Fassin had been floating slowly closer to Hatherence. He tipped to make it clear that he was looking at her as he came to a stop a couple of metres from her. The glowing biostrips on the shelves painted soft lime stripes across the little gascraft. “You all right in there, colonel?” he asked. “I realise it’s very hot and pressured down here.” — Colonel, do you think we are wasting our time here?

“I am fine. Yourself?” — Very hard to say. There is so much still here, so much to be looked at.

“Also fine. Feeling very rested.” — That’s my point. We could be made to waste a lot of time here, looking for something that has already been removed.

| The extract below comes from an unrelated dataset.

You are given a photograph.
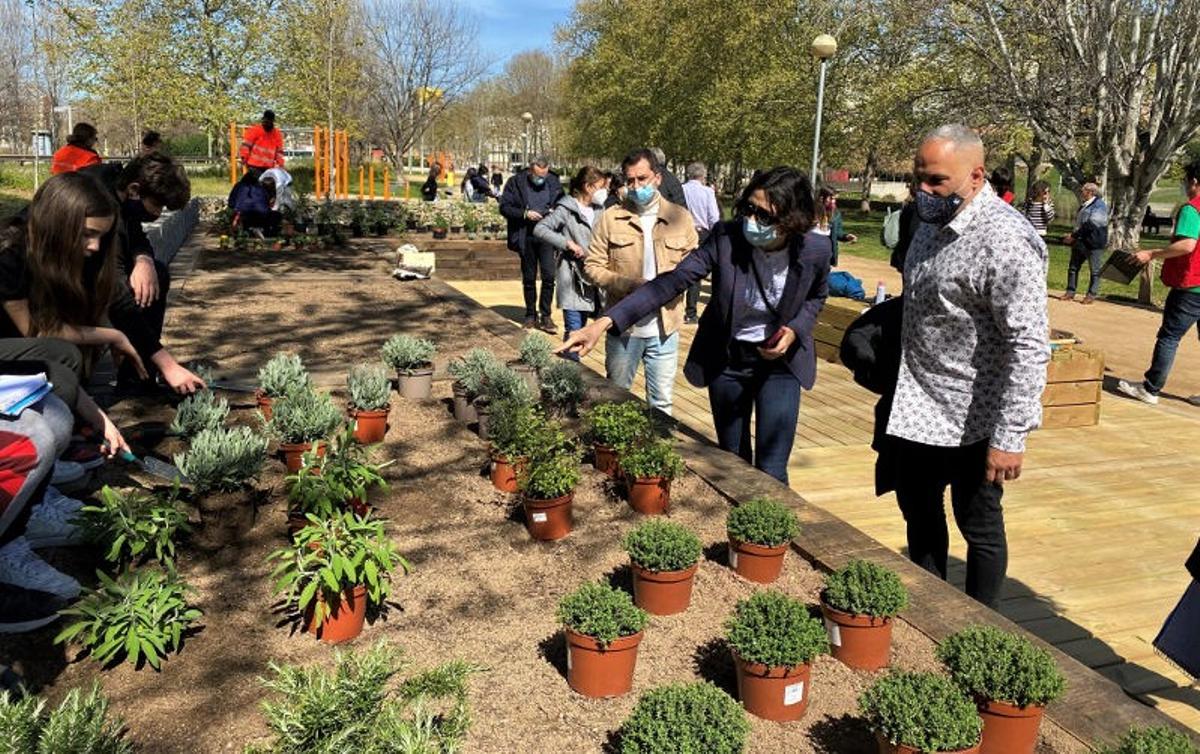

“I understand slow-time will have that effect.” — That is a thought. I had the odd impression, from dust marks and so on, understand, that many of the shelves have recently been filled, or refilled. And many of the works seem to make no sense given what I’ve understood of Valseir’s subjects of study. Seemed most strange. Though, if all this is a sort of slow-trap for you and me, then that begins to make sense. But what else can we do? Where else is there to go?

“I’ll have to talk to the Sage again,” Fassin said. “There are many things I’d like to ask him.” — Whereas in fact I’ll do everything I can to avoid talking to the old bore again. We have to get word out to any legitimate scholars who did take works from here, see if any of them have the catalogues, or anything else. There are two dozen separate libraries here; even if they’re only half-full we could be searching them for decades.

“He is a most interesting and wise character.” — Many tens of millions of works, and if most are unsorted, all are. I’ll signal to the Poaflias, have them put out word to the relevant scholars. Who might be trying to put obstacles in our way so?

“Indeed he is.” — I don’t know.

“Well, I think I shall continue to search the shelves for a while. Will you join me?” — Will you?

“Why not?”

They drifted to different but nearby stacks, snicked holocrystal books out of their motion-proof shelves, and read.

“His study?” Nuern asked. A fringe flick indicated a glance at Livilido. They were afloat at table. The two Primes had invited Fassin and Hatherence to a semi-formal dinner in the house’s ovaloid dining room, a great, dim, echoing space strung vertically with enormous sets of carbon ropes, all splayed, separated into smaller and smaller cords and fibres and threads and filaments and then each thin strand minutely and multiply knotted. It was like being inside some colossal, frayed net.

Jundriance was still deep in slow-time and would not be joining them. Special food had been prepared that was suitable for the colonel. She ingested it via a sort of gaslock on the side of her esuit. Fassin, contained and sustained within the arrow-craft, was really only here to watch.